Más tarde, en el salón de clase, Benjamín Rojas se pasea entre las bancas al mismo tiempo que inicia su cátedra:

-Hoy es un día maravilloso-expresa en voz baja.
-Profe-levanta la mano una de sus alumnas-¿qué autores me recomienda para mi proyecto?
-Si mi memoria no me falla-entrecerrando los ojos y llevándose el dedo índice a la boca-discúlpame, ¡sí me falla!, no recuerdo el nombre de tu proyecto, ¿cómo se llama?
-¿Se refiere a mí?-pregunta la alumna.
-Sí-contesta Benjamín, al mismo tiempo que piensa: “Chin, quién sabe que quiera esta alumna.
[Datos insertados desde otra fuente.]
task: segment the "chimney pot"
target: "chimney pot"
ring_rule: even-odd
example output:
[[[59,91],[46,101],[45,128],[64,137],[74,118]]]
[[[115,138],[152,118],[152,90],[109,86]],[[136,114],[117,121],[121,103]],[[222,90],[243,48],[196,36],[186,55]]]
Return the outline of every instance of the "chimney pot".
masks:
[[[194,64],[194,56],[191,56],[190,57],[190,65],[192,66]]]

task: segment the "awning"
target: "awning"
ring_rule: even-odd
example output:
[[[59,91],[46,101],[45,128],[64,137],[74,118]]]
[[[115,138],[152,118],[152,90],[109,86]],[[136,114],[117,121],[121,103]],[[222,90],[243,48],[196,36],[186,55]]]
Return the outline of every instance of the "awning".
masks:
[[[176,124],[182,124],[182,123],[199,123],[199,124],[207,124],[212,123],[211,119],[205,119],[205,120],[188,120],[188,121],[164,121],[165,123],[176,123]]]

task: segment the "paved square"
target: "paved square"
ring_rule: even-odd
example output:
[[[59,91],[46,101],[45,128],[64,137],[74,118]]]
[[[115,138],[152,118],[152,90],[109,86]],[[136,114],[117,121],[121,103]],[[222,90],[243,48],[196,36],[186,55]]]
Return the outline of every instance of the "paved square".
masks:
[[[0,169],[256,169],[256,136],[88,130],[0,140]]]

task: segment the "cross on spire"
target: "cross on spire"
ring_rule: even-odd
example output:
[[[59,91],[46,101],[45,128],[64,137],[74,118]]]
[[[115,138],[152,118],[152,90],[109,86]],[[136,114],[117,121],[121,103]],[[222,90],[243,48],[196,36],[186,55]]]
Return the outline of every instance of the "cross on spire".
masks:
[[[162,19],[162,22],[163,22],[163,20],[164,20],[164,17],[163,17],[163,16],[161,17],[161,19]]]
Han de pensar que soy una biblioteca.
-Sí profe, tranquilo, sólo quisiera que me mencionara algún autor o libro porque mi proyecto va a ser en torno a la enseñanza del idioma inglés.
-Recuerda buscar siempre en torno al método deductivo-contesta Benjamín, a quien la pregunta fuera de lugar lo toma mal parado-de lo más general a lo particular.
-Pero oiga profe-dice la Maestra Reyna-entonces, si debemos ser maestros innovadores y creativos, debemos transformarnos primero nosotros. Yo por ejemplo ya leí la novela El Maestro equivocado y creo que primero debemos hacer una reflexión de nuestra práctica docente, de lo que hacemos y cómo lo hacemos, para finalmente transformar a nuestros alumnos.

En ese momento, el maestro Benjamín Rojas siente que está perdiendo el hilo conductor de la sesión. Pero con su experiencia pide a los participantes del Seminario que cierren los ojos y se imaginen por un instante la siguiente situación o caso, es una experiencia que les es próxima:

“Estás en el salón de clases con tu grupo. Se acerca el fin de cursos y los alumnos ya están descontrolados, tienen mucho calor y están muy inquietos, ya quieren salir a vacaciones. De pronto tienes a dos, y al rato cinco y así hasta completar casi quince madres de familia que ven el caos en que está el grupo a finales de junio; es ese el momento en que tú, maestro innovador, que estas estudiando precisamente la Maestría en Innovación Educativa, realices algo, cualquier cosa, para apaciguar las almas alborotadas. Para poner otro ingrediente educativo; tienen que tomar en cuenta que está por llegar el supervisor escolar. Es hora de poner en práctica lo que has aprendido…. ¿Qué haces? ¿Por dónde empezar? ¿Para qué lo haces? ¿Realmente te sirve a ti como maestro o a tus alumnos o sólo quieres hacer como que estás haciendo? ¿Qué cosas cambiarias, por ejemplo, del mobiliario de tu salón, del material didáctico, del Programa de estudios, del libro de texto? Recuerda: transformar, cambiar, se vale soñar. Piensen. Los dejo un segundo con su creatividad, yo me quedo con la mía.
El silencio es profundo en el salón de clase. Algunos alumnos del Seminario imaginan, crean con sus experiencias y las teorías aprendidas. Otros se duermen, dado que se escuchan ronquidos.

¿Profe? ¿Profe?-exclama Alma, que siempre llega tarde y casi nunca habla…. Y ese día, volvió a llegar tarde y habló, gritó, mientras todos continúan guardando silencio. Los participantes comienzan a abrir los ojos.

Ante los gritos, el profe Benjamín Rojas despertó de su profundo sueño que se prolongó por más de quince minutos. ¿Qué le pasó, Profe?-en tono burlón le dicen las alumnas.Nada, nada- contesta, tallándose los ojos-tan sólo que pensé de más.¡Ah, qué bueno que ya llegó!-dirigiéndose a Alma-es la única que me faltaba y no quería que se perdiera de este video que vamos a ver el día de hoy, el cual lleva por nombre Historia de las cosas.